American judge (1876–1935)

Jed Cobb Adams (January 14, 1876 – January 29, 1935) was a member of the United States Board of Tax Appeals (later renamed the United States Tax Court) from 1933 to 1935.

== Early life and education ==
Adams was born in Kaufman, Texas. He "attended Southwestern University in Georgetown from 1889 to 1891 and Bingham School in Asheville, North Carolina, in 1892–93", gaining admission to the State Bar of Texas in 1895.

== Career ==
He then held various positions in government, as a civilian and in the military:

From 1898 to 1902 he was state's attorney in Kaufman County. He was a major in the judge advocate general's department of the United States Army in Governors Island, New York, from October 1918 to April 1919. Afterward he received a commission as a lieutenant colonel in the reserve corps. From October 1919 until his resignation in January 1920, he was United States attorney for the Northern District of Texas.

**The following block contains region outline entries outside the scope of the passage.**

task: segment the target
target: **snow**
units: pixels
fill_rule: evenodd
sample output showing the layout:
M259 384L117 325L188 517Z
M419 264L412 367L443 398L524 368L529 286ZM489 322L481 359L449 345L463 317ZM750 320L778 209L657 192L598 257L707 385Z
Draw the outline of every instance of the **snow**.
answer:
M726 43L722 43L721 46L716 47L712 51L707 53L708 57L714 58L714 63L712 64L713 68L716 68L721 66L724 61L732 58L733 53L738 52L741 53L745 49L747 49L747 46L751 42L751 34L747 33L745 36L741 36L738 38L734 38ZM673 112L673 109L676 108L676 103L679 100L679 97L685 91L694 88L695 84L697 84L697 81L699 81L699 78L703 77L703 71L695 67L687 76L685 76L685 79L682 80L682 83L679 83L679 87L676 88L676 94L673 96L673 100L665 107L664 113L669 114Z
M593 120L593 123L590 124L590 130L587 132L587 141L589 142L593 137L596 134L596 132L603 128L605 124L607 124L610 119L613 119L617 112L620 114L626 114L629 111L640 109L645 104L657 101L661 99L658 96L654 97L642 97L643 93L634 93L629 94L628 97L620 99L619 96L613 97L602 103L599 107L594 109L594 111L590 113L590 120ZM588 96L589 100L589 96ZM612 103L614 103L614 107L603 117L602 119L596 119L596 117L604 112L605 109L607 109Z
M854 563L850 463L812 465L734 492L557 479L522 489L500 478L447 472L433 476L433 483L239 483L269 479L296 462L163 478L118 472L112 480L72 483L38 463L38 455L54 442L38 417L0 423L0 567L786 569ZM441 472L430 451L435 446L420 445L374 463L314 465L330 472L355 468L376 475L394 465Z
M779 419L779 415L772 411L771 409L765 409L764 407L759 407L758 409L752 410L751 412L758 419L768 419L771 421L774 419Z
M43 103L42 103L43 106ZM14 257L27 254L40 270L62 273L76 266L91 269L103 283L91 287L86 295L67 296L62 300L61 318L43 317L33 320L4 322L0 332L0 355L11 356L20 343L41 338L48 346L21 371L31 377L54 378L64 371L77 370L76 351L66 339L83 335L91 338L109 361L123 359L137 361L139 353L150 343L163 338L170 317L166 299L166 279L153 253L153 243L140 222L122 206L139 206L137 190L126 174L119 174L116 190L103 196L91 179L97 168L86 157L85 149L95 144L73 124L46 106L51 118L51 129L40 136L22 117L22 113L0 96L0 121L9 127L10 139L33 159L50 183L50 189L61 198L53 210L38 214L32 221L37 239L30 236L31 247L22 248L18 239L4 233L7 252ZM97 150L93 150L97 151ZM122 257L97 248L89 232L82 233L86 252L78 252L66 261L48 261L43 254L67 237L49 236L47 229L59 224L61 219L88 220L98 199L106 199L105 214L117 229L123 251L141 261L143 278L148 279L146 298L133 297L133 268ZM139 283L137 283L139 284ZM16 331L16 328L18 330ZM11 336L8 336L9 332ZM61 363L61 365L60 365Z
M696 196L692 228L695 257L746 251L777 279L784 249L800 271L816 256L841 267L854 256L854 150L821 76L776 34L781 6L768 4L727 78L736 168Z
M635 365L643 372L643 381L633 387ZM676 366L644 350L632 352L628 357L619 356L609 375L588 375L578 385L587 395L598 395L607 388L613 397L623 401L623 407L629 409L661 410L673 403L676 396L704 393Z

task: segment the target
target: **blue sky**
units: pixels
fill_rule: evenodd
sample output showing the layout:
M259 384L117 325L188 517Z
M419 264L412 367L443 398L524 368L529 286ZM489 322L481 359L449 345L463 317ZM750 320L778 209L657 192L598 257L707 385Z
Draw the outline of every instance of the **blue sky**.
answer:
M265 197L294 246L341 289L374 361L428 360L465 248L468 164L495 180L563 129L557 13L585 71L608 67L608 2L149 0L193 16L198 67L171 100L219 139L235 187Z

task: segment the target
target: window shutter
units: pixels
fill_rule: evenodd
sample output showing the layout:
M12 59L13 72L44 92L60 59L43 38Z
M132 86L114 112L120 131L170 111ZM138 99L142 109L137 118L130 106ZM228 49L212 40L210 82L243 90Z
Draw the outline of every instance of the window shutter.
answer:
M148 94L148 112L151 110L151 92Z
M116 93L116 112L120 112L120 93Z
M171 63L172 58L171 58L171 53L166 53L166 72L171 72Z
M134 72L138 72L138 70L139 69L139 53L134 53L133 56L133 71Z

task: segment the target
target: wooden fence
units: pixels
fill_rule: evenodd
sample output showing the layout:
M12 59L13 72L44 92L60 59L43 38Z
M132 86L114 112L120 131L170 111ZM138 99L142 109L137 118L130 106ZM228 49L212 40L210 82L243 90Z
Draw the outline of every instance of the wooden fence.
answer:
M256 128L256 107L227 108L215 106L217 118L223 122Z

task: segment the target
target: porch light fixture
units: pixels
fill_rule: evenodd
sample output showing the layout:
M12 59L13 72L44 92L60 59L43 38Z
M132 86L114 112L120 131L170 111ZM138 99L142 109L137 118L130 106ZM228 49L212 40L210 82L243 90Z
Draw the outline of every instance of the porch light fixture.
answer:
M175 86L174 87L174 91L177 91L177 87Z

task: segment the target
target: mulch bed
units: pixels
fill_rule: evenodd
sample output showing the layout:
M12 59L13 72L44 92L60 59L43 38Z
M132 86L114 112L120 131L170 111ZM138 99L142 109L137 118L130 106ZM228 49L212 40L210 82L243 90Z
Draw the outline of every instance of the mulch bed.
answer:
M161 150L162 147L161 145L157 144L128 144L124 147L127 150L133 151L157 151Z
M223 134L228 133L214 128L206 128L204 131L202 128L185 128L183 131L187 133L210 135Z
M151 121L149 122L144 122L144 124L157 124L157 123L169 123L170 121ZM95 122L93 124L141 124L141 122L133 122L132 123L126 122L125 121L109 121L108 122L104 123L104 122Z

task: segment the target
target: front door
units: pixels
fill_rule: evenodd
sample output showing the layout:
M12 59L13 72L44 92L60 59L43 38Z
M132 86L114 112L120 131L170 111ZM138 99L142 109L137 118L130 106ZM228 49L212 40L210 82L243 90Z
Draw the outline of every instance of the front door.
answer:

He thereafter practice law in Dallas and became involved in party politics, becoming a Democratic National Committee member for Texas, from 1924 to 1934. On May 17, 1933, he was appointed to the Board of Tax Appeals by President Franklin D. Roosevelt to fill the unexpired term of William D. Love, who had died in April of that year. Adams held that office until his own death the following year.